Stimulation	Parameter	Vehicle	Tempol	Tempol Plus Catalase	DETC	L-NAME
0.5 Hz	BP (mmHg)	120 ± 3	129 ± 6	120 ± 6	130 ± 16	137 ± 4
	HR (B/min)	210 ± 17	205 ± 11	189 ± 18	187 ± 12	185 ± 20
	CBP (PU)	111 ± 15	112 ± 11	108 ± 22	105 ± 20	111 ± 19
	MBP (PU)	63 ± 14	59 ± 8	52 ± 6	54 ± 5	56 ± 8
1.0 Hz	BP (mmHg)	121 ± 3	129 ± 6	120 ± 7	129 ± 16	140 ± 5
	HR (B/min)	208 ± 17	203 ± 11	190 ± 18	187 ± 12	203 ± 16
	CBP (PU)	108 ± 13	111 ± 12	114 ± 23	106 ± 20	110 ± 19
	MBP (PU)	60 ± 12	57 ± 8	53 ± 6	55 ± 5	56 ± 8
2.0 Hz	BP (mmHg)	102 ± 3	129 ± 5	121 ± 7	129 ± 16	138 ± 5
	HR (B/min)	200 ± 17	199 ± 11	187 ± 17	187 ± 12	189 ± 22
	CBP (PU)	109 ± 14	110 ± 12	115 ± 23	105 ± 21	109 ± 19
	MBP (PU)	60 ± 14	59 ± 8	52 ± 6	54 ± 5	57 ± 8
4.0 Hz	BP (mmHg)	122 ± 2	130 ± 6	122 ± 8	127 ± 16	140 ± 5
	HR (B/min)	203 ± 17	201 ± 11	187 ± 18	187 ± 12	193 ± 19
	CBP (PU)	107 ± 13	109 ± 12	112 ± 23	101 ± 19	107 ± 18
	MBP (PU)	61 ± 14	50 ± 8	51 ± 5	55 ± 6	54 ± 8
6.0 Hz	BP (mmHg)	122 ± 3	132 ± 6	124 ± 8	127 ± 17	140 ± 5
	HR (B/min)	209 ± 16	202 ± 11	188 ± 18	168 ± 24	201 ± 17
	CBP (PU)	107 ± 14	109 ± 12	108 ± 22	98 ± 20	103 ± 20
	MBP (PU)	64 ± 15	55 ± 9	52 ± 5	53 ± 6	50 ± 6
8.0 Hz	BP (mmHg)	124 ± 3	132 ± 5	126 ± 8	125 ± 18	140 ± 5
	HR (B/min)	211 ± 17	200 ± 11	190 ± 19	166 ± 26	198 ± 17
	CBP (PU)	109 ± 14	107 ± 11	105 ± 20	95 ± 21	99 ± 21
	MBP (PU)	60 ± 17	57 ± 8	51 ± 6	53 ± 7	54 ± 7

presents the baseline levels of average blood pressure, heart rate, and cortical and medullary blood perfusion in SHRSPs. Vehicle infusion into the cortico-medullary border did not significantly alter these measures.

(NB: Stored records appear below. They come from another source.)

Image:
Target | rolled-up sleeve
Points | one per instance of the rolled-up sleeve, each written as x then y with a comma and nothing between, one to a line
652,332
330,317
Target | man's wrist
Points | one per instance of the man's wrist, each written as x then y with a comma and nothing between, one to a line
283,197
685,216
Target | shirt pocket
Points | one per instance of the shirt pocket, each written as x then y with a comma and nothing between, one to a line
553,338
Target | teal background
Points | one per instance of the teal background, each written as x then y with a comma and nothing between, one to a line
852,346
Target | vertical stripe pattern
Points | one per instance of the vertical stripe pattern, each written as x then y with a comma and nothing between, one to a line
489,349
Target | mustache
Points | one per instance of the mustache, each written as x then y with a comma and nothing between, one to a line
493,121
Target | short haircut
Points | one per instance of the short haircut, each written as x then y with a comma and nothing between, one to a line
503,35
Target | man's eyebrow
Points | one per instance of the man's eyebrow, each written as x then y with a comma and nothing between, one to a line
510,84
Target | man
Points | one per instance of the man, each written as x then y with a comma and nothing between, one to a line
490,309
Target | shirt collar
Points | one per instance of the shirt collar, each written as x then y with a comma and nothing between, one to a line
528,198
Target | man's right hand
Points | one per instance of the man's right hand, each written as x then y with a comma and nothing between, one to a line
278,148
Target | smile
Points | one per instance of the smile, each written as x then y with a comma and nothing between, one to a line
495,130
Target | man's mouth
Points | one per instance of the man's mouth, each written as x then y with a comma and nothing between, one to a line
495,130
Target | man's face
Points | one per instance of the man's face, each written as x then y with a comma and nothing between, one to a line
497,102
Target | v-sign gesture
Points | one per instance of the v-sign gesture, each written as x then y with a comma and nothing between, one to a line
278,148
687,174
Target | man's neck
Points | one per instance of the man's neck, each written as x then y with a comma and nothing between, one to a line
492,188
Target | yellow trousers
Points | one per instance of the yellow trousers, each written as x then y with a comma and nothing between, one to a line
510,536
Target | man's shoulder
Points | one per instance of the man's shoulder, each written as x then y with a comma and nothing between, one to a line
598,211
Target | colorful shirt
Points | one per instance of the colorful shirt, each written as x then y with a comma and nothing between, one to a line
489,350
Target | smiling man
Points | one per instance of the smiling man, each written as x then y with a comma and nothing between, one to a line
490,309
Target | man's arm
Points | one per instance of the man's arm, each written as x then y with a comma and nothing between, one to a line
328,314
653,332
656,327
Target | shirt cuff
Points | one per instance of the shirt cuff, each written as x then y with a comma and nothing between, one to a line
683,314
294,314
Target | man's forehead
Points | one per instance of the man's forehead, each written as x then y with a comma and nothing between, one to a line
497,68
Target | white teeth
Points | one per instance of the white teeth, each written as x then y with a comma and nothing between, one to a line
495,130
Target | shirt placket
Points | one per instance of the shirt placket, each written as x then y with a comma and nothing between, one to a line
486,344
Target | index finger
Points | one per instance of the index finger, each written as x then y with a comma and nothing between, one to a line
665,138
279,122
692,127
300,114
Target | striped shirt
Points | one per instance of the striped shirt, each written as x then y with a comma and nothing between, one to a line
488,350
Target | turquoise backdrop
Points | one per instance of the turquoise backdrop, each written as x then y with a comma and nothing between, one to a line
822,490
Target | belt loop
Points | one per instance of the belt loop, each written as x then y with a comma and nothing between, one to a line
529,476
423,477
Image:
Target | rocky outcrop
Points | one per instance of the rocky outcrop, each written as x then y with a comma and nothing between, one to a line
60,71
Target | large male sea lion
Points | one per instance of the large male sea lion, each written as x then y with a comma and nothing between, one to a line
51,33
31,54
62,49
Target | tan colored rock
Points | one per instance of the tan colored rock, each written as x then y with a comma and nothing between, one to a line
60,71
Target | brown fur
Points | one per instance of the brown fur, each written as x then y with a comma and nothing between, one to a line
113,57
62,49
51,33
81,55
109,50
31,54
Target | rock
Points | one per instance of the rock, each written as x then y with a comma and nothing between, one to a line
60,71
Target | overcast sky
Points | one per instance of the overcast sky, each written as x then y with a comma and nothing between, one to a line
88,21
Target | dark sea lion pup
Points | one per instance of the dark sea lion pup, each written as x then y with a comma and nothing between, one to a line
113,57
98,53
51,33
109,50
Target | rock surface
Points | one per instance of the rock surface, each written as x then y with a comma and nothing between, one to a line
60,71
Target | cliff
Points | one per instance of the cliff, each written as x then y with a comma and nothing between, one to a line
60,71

RNS induced a frequency-dependent reduction in both CBP (by 43 ± 8% at 8 Hz; p < 0.05; n = 10; Figure 1A) and MBP (by 23 ± 4% at 8 Hz; p < 0.05; n = 10; Figure 1B) from baseline. These parameters were unaffected by vehicle infusion into the cortico-medullary border. Notably, there were significant differences in how RNS impacted cortical and medullary blood perfusion in the SHRSP (Figure 1C).

2.2. Effect of Renal Infusion of Tempol on CBP and MBP

Baseline levels of average blood pressure, heart rate, and cortical and medullary blood perfusion for this group are presented in Table 1. Baseline readings for all hemodynamic factors measured throughout these experiments remained relatively stable.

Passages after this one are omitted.